For the United States, NE Oklahoma and the Grand Lake area.

 

 

 

Nationally, June Home sales were the highest of any month since the RE/MAX National Housing report began in 2008.  In the last 5 month each month’s sales were higher than the proceeding moth and the same month one year ago. The median sales price of homes sold in June was $224,671, 7% above a year ago.  Nationally, supply still lags demand with only a 3.6 month supply of housing.  A 6 month supply is a balanced market.

 

 

 

Nationally, April, May and June saw an increase in inventory but June’s inventory was still 11.8% below a year ago.  For example the DFW area reported only a 1.8 month’s supply of homes.

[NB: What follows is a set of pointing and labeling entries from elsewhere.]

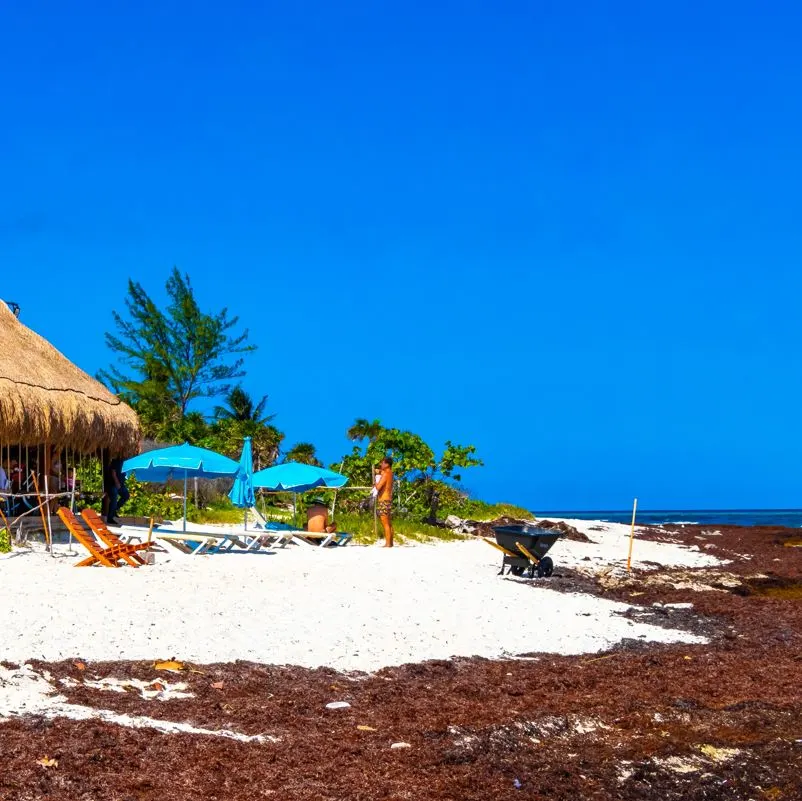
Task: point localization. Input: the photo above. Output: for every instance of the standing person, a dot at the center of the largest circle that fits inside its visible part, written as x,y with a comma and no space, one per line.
114,485
385,499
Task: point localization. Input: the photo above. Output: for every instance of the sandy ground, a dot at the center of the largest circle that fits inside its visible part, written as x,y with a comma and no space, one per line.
349,608
686,721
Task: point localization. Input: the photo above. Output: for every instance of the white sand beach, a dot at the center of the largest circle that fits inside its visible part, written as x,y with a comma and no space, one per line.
352,608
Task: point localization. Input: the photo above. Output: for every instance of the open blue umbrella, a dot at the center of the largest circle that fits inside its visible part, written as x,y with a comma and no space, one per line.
241,494
180,461
296,477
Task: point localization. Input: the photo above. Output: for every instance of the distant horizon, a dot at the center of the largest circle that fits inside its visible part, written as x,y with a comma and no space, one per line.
677,509
566,235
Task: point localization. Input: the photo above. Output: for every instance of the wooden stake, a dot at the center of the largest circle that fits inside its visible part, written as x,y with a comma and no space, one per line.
41,507
632,535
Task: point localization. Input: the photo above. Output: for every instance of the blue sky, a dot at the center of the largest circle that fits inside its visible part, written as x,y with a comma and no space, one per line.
565,232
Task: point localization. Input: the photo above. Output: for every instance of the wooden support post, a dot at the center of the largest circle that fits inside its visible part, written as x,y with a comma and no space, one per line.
632,535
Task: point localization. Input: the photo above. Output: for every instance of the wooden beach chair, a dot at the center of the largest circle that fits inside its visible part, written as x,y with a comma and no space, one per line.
108,557
111,540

Grand Lake’s supply of housing was almost 14 months.

 

Nationally The average home lost $13,067 of equity value in the last 9 years but over the last 3 years the value of a home went up $45,533 and that equity loss should be wiped out in another two years.  The Tulsa area was not hit nearly as bad.  The last 3 years equity gain was only $21,100 but the 9 year position was a $19,400 value increase over 2006.  The Grand Lake area is still behind values 9 years ago but values are slowly rising.  The only negative to a faster recovery will be the dramatic decrease in oil prices and increase in job losses in the oil industry and how that impacts buyers from the OKC, Tulsa and Wichita, KS area.

 

Grand Lake real estate sales

 

2015 sales started slow but are beginning to accelerate. There were 426 residential sales in the 1st 6 months of 2015, a 2.9% increase but Junes increase over June, 2014 was 40.8% or 100 sales compared to 71.

 

Pending sales at the end of June, 2015 were up 13.4% over June, 2014 and YTD pending sales were up 5%.  During June, 2015 32 homes went under contract priced over $200,000, 34 homes sold between $100,000 and $200,000 and 27 homes were sold under $100,000. 

 

The number of listings available for sale was down 11.4% at the end of June, 2015 compared to a year ago. The greatest need seems to be homes under $100,000 that are stick built so they can qualify for government loans. (USDA, FHA and VA)

 

Homes are selling at 91% of last listed price, the highest level in over a year.  If no new listings entered the market it would take about 13.5 months to sell Grand Lake’s entire inventory.  This number is three times the national average for major metro areas.